The words scrape his throat, his scalp, his brain, as they work their way into his body. They are so quiet, yet the loudest he has ever heard. Th-thump. Th-thump. Th-thump. He was one of the three little pigs and she the wolf; the antithesis of what he had anticipated. He would be damned if that stick house could ever be repaired. Now the jagged fragments are lodged deep in his heart, much like the stalk of a cherry; hidden beneath the glossy skin and sojourned into the fleshy inner core. His hand clenches tighter around her arm, nails creating crescent moons. But she never explains herself further. Never offers him sympathy. Like the heroine of any nineteenth-century romance novel, she flees. And so, he turns on his heel to leave. Almost. In reality, the only part of him that remains is still standing on that path. In that blue velvet armchair. All that is really left of him are the clothes on his back. So, a ghost walks home in his clothing.

The cherry pops and the Author is drenched in the aftermath. The crimson juice coats the entirety of his wounded expression which spreads from the outer corners of his downturned lips to the highest arch of his creased forehead; he knows this will stain. He has lost the battle. He is the Author. They were his words, his words to be read and interpreted as he intended. She was his story, his character to act and feel as he articulated. She was his. And now she will become nothing but his swan song. Shakespeare’s cursed pen may hast writ this very moment. He may be-est dotting its i’s currently, in whatever gloomy pearlescent vision of heaven sticks in thy head. The Author’s blood runs cold. It runs. Until it doesn’t. And so the tragic musk of white roses settles on the air.

Under the comforting blanket of heavy darkness, just moments before the breaking sun shatters the sky with blinding light, Her lethargic limbs travel toward the bathroom. The monotonous tone of the news presenter travels through your flat, anchoring her attention, but only because of the words that tumble into the stuffy air.

‘A man in his late 40s was found dead in his townhouse yesterday, with six stab wounds to the left side of the chest. At this point in time, the injuries are suspected to be self-inflicted.’

The bottomless glass above the basin swallows her whole, not even bothering to spit out the stone or pull out the stalk. Her lathered hands intimately read the curves of one another. This happens six times. Not five. Not seven. Six. Re-enacting Lady Macbeth’s obsessively compulsive post-murder hand washing. However, a little water does not clear you of this deed.

As she returns, you notice the resemblance between Her and the cherry blossom trees outside; both wilted and void of colour and life. You, the Reader, don’t know the first thing about the arts, but you know that you want to paint her with colours and textures that haven’t even been invented. And so, you do.

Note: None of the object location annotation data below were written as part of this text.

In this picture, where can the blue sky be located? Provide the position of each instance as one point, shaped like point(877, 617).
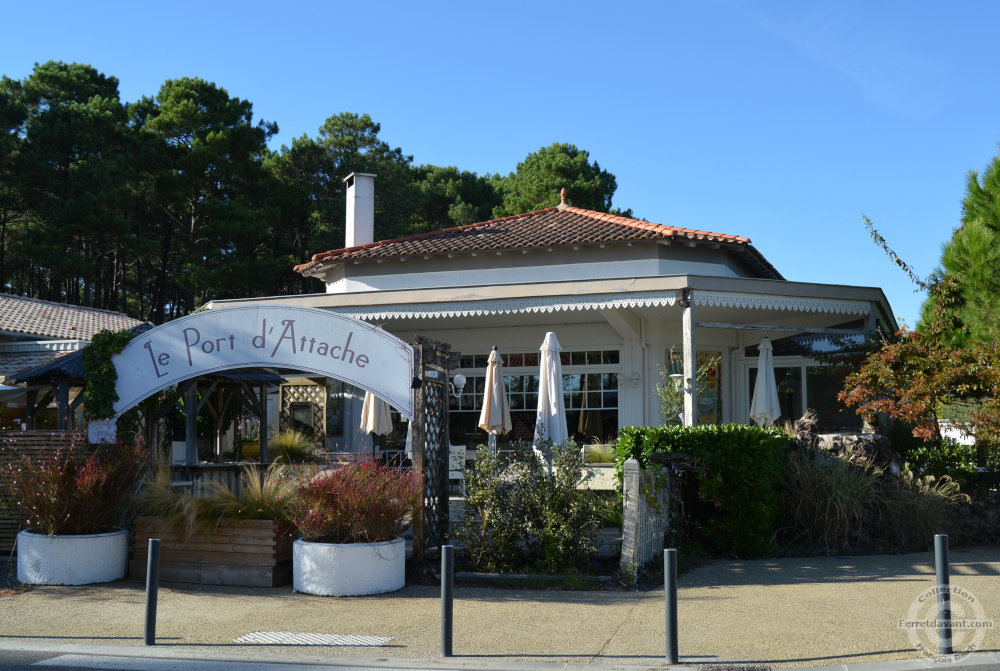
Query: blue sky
point(781, 121)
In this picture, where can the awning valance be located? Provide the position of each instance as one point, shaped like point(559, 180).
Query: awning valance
point(543, 304)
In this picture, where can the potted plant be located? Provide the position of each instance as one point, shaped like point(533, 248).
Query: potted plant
point(351, 519)
point(74, 505)
point(250, 439)
point(221, 537)
point(599, 467)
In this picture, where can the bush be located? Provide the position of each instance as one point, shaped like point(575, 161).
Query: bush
point(740, 476)
point(77, 492)
point(360, 502)
point(949, 458)
point(519, 518)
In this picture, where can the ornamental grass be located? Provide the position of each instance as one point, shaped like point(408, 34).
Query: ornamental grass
point(361, 502)
point(264, 495)
point(76, 491)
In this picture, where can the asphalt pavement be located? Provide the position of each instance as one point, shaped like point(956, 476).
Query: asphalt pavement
point(867, 612)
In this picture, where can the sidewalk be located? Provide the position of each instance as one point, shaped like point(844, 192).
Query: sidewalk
point(778, 613)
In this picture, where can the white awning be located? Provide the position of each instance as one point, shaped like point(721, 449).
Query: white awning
point(543, 304)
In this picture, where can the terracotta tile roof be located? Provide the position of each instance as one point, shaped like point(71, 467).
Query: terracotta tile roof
point(15, 362)
point(551, 227)
point(47, 320)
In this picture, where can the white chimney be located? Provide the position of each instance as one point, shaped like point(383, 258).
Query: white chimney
point(360, 222)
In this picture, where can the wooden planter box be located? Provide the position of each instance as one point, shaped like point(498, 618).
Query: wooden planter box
point(250, 553)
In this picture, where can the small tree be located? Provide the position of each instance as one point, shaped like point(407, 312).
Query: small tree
point(916, 374)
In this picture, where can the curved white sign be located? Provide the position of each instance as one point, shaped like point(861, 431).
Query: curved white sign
point(272, 336)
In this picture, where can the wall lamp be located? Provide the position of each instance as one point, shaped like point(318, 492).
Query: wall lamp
point(624, 381)
point(678, 380)
point(457, 384)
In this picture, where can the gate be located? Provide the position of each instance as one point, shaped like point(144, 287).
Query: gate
point(430, 442)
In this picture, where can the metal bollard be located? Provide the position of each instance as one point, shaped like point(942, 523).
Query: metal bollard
point(447, 597)
point(152, 586)
point(670, 596)
point(944, 593)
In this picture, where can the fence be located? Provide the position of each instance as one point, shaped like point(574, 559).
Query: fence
point(646, 517)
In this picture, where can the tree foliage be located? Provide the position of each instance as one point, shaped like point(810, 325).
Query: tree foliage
point(916, 376)
point(157, 206)
point(541, 176)
point(971, 259)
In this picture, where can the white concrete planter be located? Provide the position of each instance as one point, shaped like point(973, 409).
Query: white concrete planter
point(71, 560)
point(350, 569)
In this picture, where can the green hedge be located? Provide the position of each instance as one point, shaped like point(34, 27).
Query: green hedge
point(741, 478)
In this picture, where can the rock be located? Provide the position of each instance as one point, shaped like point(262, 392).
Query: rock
point(805, 436)
point(865, 449)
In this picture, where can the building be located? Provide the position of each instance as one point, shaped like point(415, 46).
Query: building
point(35, 334)
point(627, 299)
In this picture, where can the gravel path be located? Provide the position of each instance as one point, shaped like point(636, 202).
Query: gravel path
point(774, 613)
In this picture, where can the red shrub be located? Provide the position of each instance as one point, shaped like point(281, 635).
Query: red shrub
point(356, 503)
point(76, 492)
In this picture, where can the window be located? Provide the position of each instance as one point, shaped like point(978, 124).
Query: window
point(590, 393)
point(818, 386)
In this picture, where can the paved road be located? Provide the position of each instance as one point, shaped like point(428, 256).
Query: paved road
point(774, 613)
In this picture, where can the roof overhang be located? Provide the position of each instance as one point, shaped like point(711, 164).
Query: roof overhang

We spend our first night alone together walking aimlessly. Fingers laced with fingers and the clicks of our heels syncing as we laugh. I almost swear I can hear our voices mingled in the sky, twirling and prancing amongst the stars. There’s a delicate moon-laden moment, lost in each other’s gazes. Time might have actually stopped. Hands having stopped their rhythmic march across the clock face. I’m only ever going to write about this. About right now. About the fragility of openness and the feel of Her fingers carving their places into my skull, about the way the soft light of the moon emblazons Her skin cells and flickers in Her presence. I’m going to write about the soft look in Her eyes – the soft look that’s reserved for me, the Reader, only me, and is still there after all this time, after everything. I’m going to write about the dust and the creaky floorboards and warm skin against warm skin and I’m going to write from my soul because she is my soul and I’m not afraid and I’m not ashamed and I know it isn’t wrong. She is part of him, but she is connected with me. Interwoven and beautiful.

The moon seems to sigh above them, and if you look close enough, puff out a smoky breath of cigarettes. Almost in a poetic way. It knows they’re in love.